Patrycja Wszeborowska
Od przyszłego roku zniknie możliwość wyboru segregacji śmieci. Odpady trzeba będzie rozdzielać, bo w przeciwnym wypadku „oberwą” wszyscy sąsiedzi. Jeśli ktoś w bloku będzie wyrzucał odpady zmieszane, na mieszkańców budynku zostanie nałożona dotkliwa kara pieniężna.
Jeśli któryś z sąsiadów nie będzie segregował śmieci, karę zapłacą wszyscy mieszkańcy bloku fot. Paweł Piotrowski / Agencja Gazeta
Odpowiedzialność zbiorowa za niesegregowanie śmieci to jeden z pomysłów, który pojawił się w projekcie nowelizacji ustawy o utrzymaniu czystości i porządku w gminach. Niedługo trafi pod obrady rządu i już wzbudza protesty wśród gmin i mieszkańców, jak informuje „Rzeczpospolita”.

Dziś można jeszcze zdecydować się na wyrzucanie śmieci zmieszanych, za co płaci się dwukrotnie drożej. Z początkiem 2019 r. opłaty te mają wzrosnąć 4-krotnie, co ma zachęcić mieszkańców do segregowania. Z bloków mają również zniknąć zsypy.

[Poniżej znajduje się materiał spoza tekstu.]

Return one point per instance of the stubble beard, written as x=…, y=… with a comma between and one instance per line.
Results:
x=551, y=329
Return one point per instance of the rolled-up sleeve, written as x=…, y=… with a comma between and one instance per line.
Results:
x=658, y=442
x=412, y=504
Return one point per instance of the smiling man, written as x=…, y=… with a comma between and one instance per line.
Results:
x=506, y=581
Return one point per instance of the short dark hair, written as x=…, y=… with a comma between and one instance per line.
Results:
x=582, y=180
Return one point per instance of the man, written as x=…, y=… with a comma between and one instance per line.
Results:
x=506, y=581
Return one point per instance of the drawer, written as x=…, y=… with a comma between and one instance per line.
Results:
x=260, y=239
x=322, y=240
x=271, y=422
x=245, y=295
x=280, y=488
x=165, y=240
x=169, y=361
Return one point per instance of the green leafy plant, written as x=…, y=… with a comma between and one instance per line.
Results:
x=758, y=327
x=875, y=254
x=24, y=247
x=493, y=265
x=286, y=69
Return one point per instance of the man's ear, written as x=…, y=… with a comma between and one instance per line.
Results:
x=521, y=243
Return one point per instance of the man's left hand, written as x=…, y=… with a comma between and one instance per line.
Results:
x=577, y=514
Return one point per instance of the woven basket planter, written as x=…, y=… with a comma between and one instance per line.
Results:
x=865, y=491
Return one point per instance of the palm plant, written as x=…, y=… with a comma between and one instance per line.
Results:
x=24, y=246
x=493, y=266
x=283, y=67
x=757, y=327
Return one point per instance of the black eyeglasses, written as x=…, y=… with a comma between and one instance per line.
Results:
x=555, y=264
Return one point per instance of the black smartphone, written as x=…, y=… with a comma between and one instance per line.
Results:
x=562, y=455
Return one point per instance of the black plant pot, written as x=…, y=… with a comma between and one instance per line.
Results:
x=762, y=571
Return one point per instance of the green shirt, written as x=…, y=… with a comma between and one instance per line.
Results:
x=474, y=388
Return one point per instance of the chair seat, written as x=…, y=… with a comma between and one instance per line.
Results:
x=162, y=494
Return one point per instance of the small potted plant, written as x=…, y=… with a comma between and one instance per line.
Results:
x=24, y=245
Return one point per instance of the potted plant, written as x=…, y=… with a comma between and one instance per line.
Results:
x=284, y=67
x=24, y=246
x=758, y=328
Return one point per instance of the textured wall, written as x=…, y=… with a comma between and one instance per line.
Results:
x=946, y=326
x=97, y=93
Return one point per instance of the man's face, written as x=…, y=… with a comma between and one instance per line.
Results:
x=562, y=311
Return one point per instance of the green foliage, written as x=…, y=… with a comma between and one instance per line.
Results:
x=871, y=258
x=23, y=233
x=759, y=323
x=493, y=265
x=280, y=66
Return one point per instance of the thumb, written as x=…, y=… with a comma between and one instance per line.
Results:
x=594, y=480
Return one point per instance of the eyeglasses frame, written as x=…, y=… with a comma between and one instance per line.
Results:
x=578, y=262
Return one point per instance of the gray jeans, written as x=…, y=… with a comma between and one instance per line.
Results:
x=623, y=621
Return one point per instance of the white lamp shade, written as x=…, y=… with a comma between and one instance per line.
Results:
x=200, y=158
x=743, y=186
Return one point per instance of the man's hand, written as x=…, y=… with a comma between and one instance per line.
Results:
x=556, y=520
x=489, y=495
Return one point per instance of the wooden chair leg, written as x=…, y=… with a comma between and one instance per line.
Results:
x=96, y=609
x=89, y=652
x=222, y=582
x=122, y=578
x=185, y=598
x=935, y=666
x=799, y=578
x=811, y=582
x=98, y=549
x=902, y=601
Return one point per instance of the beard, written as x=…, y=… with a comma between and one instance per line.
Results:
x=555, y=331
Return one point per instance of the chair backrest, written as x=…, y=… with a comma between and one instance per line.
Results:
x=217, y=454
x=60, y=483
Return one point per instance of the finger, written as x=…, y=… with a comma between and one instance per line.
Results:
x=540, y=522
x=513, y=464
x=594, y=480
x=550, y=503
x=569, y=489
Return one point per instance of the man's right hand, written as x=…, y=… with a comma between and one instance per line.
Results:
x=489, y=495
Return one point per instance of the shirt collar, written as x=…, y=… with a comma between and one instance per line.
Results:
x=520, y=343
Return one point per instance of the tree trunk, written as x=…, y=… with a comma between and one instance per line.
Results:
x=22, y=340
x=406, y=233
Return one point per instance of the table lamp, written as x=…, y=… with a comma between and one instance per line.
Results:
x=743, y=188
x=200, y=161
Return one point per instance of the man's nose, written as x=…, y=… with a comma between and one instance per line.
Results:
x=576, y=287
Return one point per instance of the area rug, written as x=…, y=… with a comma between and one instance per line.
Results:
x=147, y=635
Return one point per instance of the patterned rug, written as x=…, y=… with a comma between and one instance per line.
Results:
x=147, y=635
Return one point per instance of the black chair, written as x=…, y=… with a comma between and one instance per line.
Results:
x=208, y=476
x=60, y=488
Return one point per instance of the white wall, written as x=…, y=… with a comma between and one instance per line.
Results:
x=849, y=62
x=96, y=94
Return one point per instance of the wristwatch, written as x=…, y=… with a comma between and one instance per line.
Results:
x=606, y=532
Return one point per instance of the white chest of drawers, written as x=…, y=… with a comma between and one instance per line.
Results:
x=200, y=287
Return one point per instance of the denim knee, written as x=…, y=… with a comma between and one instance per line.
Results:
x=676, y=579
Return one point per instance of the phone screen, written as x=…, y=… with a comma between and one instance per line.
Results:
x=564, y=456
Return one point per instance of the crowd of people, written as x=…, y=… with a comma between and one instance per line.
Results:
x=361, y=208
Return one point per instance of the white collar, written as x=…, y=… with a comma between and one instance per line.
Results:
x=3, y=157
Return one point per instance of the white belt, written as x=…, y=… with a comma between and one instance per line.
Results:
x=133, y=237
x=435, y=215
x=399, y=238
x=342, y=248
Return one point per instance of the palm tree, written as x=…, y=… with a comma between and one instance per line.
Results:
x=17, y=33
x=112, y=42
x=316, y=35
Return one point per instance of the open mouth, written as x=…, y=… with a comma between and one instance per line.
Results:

Kary pieniężne dla wszystkich
To jednak nie koniec. Projekt przewiduje, że jeśli mieszkańcy nieruchomości zgłoszą deklarację o segregowaniu, firmy odbierające śmieci będą sprawdzać, czy rzeczywiście to robią. Jeśli w koszach zamiast posegregowanych znajdą odpady zmieszane, powiadomią o tym gminę, która nałoży na cały blok karę finansową.